This spring, Brown-Clayton was called in to help quell a brewing crisis at her former school. A blistering January state audit at Lincoln-Bassett documented low-rigor teaching, out-of-control student behavior, high absenteeism among teachers and kids, and—most strikingly—bitter infighting and a breakdown of trust among school staff. The school was split between those who supported the school’s new principal, Yolanda Jones-Generette, and those who saw her as destructive to the school. Jones-Generette fought a resistance to change among some teachers in the school, the audit found.
The school district had hired Jones-Generette to spend a year planning a turnaround at Lincoln-Bassett, then launch that turnaround this fall with state money. In May, amid an unfolding crisis at Lincoln-Bassett, the district announced an emergency rescue plan: Effective July 1, the district would remove Jones-Generette and replace her with Brown-Clayton.
Neighborhood leaders fought Jones-Generette’s removal.
After she was appointed principal on May 19, Brown-Clayton held a “chat and chew” dinner meeting with parents at the school. She said when she walked into the room, she recognized many faces. Some she knows from the neighborhood: Brown-Clayton lives in Dixwell, not far from where she grew up. She has a grandson in the New Haven public schools.
“People knew me from before Bassett,” she said. Some were “children of children I taught.”
Parents’ top concerns were “that there would be consistent discipline,” that the school would communicate with parents, and that the principal would be accessible, Brown-Clayton said.
Parents were upset about the move, too—until they heard who it was, according to Damaris Rau, the district central office staffer assigned to supervise the school.
“When they heard that Janet was assigned, they were relieved and confident,” Rau said.
Florence Caldwell (pictured), a recent PTO president who volunteers in the school, sent three daughters and four grandchildren through Lincoln-Bassett. She said she supports the new principal.
“I think we’re heading in the right direction,” she said. She said 45 agencies have expressed interest in offering services to the school through BOOST!, an initiative providing extracurricular and social-emotional supports for kids.
She said she hopes parents will “not dwell on the past school year,” which was a difficult one.
Before Brown-Clayton’s official July 1 start date, she set to work. Her first task was to decide which staff would stay or go.
As part of a state-approved turnaround plan, all teachers were given a May deadline to decide whether they wanted to keep their jobs. The district dangled a $5,000 bonus for teachers who agreed to re-interview for their jobs and commit to working there for three years.
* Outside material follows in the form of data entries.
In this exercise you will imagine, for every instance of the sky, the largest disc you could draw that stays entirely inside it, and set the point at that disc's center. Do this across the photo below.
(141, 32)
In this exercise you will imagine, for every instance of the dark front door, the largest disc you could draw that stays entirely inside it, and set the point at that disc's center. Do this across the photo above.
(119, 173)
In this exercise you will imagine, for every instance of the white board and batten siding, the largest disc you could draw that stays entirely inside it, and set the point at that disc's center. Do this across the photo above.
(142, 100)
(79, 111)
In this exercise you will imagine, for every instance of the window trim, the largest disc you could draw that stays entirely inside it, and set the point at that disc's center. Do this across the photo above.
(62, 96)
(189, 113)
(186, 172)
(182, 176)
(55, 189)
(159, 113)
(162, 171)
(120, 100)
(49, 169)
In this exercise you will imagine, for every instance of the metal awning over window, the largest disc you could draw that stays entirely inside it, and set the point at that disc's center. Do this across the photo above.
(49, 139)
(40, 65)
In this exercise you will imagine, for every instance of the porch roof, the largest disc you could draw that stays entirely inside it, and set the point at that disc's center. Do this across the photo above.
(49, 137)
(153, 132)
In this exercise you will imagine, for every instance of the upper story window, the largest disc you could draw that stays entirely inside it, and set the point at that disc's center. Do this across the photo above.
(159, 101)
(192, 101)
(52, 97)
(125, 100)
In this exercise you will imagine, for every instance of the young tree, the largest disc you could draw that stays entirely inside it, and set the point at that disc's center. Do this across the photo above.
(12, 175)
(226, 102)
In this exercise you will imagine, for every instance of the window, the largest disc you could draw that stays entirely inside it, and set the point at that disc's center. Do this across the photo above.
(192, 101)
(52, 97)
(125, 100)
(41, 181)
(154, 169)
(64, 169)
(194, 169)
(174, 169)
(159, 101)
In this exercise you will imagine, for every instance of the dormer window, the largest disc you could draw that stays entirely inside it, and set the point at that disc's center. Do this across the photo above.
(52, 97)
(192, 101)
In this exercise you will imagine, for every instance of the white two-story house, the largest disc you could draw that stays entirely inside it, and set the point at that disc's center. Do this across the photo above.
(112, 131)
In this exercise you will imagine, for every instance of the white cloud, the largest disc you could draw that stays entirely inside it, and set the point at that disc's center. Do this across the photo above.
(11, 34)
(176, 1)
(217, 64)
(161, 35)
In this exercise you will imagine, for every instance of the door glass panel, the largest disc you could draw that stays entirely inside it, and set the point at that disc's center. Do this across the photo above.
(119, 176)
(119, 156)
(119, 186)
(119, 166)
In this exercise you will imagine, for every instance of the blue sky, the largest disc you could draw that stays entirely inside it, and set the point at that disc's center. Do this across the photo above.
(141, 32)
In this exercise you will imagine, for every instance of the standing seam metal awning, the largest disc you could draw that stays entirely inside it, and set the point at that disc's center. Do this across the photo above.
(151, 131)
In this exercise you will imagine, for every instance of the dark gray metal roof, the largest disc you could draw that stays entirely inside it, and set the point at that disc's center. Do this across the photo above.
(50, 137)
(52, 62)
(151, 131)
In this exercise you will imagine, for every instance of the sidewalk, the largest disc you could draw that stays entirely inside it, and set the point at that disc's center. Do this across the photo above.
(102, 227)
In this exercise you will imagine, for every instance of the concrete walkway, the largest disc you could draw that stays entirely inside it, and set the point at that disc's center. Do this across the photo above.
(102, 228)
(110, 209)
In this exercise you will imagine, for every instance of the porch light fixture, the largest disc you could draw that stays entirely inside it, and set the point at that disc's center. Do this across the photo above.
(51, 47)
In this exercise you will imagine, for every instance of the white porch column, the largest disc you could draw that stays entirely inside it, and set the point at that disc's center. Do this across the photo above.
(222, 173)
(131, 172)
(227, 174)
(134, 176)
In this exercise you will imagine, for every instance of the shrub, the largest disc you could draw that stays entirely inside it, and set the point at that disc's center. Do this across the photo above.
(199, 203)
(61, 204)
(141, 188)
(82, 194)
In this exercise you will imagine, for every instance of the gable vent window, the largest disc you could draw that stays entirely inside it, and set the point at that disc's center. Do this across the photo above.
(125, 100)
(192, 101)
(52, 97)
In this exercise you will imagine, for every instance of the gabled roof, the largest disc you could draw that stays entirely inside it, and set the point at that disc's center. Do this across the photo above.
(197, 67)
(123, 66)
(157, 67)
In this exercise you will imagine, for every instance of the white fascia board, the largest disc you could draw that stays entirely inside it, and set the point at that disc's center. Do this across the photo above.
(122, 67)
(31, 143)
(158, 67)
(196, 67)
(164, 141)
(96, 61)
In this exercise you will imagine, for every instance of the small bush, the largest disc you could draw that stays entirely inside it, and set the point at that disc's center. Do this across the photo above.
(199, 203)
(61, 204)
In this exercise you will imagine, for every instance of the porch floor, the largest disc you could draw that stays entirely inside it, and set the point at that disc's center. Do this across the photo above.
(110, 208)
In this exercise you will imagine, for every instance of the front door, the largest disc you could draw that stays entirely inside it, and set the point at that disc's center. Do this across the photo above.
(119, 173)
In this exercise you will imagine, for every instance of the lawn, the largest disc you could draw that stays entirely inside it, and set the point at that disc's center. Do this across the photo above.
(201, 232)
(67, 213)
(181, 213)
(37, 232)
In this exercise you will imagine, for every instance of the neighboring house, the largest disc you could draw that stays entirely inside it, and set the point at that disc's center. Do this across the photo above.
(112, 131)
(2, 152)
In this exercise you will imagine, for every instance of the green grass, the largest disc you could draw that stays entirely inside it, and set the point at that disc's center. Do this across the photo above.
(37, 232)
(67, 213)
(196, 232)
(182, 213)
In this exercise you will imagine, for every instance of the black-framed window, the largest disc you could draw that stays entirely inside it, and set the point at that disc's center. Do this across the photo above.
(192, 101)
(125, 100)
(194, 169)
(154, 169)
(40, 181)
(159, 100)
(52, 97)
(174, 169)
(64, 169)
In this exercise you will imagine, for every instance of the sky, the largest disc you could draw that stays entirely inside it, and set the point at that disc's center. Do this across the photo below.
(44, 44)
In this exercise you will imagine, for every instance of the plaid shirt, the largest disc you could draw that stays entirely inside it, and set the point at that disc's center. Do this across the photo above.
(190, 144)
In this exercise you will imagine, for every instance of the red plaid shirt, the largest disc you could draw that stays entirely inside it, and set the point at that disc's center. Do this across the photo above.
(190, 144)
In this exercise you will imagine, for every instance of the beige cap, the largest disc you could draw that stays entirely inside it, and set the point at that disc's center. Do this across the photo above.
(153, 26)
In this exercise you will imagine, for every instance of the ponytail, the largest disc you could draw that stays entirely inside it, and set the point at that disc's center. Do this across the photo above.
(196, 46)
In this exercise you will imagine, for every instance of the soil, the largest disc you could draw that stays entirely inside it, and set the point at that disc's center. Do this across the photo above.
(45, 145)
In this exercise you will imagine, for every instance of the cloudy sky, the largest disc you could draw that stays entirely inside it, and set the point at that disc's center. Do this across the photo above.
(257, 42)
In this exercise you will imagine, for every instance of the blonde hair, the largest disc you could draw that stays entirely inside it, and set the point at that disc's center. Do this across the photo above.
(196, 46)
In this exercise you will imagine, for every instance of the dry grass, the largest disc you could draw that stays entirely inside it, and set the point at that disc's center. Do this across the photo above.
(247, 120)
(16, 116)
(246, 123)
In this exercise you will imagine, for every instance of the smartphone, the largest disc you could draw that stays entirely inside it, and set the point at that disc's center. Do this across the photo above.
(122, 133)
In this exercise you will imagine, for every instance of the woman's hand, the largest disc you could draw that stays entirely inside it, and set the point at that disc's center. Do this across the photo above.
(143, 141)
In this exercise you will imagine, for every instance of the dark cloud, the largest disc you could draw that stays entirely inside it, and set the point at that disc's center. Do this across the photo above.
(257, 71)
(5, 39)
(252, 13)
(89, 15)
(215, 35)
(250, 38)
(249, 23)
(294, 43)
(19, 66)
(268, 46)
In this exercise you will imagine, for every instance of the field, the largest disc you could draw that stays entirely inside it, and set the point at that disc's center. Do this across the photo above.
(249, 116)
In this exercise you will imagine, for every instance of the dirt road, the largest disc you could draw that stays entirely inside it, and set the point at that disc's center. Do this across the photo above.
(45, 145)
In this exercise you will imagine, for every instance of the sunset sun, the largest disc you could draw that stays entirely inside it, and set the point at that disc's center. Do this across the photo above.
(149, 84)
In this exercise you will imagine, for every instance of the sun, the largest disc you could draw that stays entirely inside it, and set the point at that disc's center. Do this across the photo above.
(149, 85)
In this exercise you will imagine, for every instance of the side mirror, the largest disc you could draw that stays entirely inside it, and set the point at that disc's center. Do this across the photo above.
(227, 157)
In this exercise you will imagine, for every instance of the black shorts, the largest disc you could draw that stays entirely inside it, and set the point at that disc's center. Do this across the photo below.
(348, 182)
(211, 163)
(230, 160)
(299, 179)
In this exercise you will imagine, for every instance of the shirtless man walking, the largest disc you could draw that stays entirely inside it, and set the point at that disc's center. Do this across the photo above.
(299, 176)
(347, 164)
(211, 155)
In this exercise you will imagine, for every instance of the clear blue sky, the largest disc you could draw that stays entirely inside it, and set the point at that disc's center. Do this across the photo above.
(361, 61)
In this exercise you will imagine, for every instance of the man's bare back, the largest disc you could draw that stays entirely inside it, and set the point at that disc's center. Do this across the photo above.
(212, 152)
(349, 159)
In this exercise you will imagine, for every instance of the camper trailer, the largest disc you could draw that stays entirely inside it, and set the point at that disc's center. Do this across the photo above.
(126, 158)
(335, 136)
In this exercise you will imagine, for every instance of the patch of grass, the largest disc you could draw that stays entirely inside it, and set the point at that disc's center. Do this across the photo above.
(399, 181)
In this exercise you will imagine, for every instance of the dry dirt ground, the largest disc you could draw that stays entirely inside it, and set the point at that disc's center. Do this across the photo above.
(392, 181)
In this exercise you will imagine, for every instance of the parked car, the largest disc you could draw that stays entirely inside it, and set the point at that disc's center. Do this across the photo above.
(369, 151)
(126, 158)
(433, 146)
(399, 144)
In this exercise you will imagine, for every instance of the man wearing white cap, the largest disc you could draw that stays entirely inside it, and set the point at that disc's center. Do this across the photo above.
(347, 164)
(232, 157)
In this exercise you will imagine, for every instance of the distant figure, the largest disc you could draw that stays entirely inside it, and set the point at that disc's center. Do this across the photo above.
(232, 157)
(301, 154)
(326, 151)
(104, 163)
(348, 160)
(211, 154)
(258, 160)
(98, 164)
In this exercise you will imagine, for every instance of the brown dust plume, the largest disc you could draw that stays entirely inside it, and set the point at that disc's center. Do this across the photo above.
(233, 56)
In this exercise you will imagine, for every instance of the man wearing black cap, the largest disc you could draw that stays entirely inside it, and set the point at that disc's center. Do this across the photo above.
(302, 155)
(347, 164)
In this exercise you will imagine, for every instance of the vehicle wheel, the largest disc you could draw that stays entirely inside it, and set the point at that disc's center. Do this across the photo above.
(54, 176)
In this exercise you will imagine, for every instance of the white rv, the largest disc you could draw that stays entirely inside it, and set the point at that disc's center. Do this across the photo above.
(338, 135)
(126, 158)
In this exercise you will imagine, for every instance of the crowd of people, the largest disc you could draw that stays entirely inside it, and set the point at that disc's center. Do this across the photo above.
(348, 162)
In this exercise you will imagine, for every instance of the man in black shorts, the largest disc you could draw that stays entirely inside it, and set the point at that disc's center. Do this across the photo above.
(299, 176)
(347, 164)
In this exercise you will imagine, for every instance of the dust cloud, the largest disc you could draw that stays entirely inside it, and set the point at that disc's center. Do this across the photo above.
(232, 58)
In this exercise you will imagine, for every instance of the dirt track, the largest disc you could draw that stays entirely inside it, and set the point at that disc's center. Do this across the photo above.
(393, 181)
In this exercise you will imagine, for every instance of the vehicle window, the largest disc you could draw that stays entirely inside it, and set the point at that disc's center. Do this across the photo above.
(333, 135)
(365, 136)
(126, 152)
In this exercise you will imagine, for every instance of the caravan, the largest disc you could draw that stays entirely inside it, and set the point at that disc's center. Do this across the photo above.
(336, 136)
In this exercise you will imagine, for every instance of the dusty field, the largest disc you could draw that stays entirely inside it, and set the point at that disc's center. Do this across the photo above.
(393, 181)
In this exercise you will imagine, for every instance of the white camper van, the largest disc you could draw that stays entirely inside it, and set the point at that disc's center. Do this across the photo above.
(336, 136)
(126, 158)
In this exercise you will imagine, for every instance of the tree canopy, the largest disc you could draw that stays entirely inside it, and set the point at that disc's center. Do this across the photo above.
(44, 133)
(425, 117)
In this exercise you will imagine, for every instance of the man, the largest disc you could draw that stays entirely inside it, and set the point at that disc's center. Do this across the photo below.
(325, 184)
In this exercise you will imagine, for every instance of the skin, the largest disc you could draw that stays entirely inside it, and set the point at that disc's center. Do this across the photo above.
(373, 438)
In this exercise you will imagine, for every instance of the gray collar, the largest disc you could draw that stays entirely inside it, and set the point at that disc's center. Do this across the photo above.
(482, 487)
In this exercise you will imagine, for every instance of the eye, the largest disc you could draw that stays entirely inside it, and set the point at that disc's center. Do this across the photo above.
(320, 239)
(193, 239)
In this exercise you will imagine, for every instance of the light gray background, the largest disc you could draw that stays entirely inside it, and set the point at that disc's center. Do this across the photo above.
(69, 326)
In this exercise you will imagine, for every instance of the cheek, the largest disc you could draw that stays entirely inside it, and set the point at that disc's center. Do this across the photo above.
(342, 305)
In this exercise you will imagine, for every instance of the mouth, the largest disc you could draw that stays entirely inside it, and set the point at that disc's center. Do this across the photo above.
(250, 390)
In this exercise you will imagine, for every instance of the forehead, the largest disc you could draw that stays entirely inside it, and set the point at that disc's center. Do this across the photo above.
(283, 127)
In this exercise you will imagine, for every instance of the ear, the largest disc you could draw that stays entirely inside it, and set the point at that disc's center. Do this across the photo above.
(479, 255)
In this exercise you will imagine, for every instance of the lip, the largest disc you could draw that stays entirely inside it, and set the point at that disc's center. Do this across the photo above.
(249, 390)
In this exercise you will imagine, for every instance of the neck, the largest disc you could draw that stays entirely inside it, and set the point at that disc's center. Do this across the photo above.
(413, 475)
Eleven teachers took that offer and re-interviewed for their jobs. They met with Brown-Clayton and four other administrators. Brown-Clayton didn’t look at teacher evaluation scores—teachers didn’t actually have scores because the system had been implemented poorly over the years. She had them list their strengths and weaknesses, and asked their evaluator to do the same.
She asked them these questions: What do you bring to Lincoln-Bassett to help it become a high-achieving school? Which factors contributed to the current state of Lincoln-Bassett? How would you describe your ability to “embrace change”?
Of the 11 she interviewed, she sent six to the displaced teacher list. Another 11 teachers voluntarily transferred to other schools; three who did not re-interview ended up getting transferred, too, for staffing reasons, according to schools spokeswoman Abbe Smith.
Brown-Clayton said she told the ousted teachers that it wasn’t their fault and that the transfer might enable them to thrive in a new environment.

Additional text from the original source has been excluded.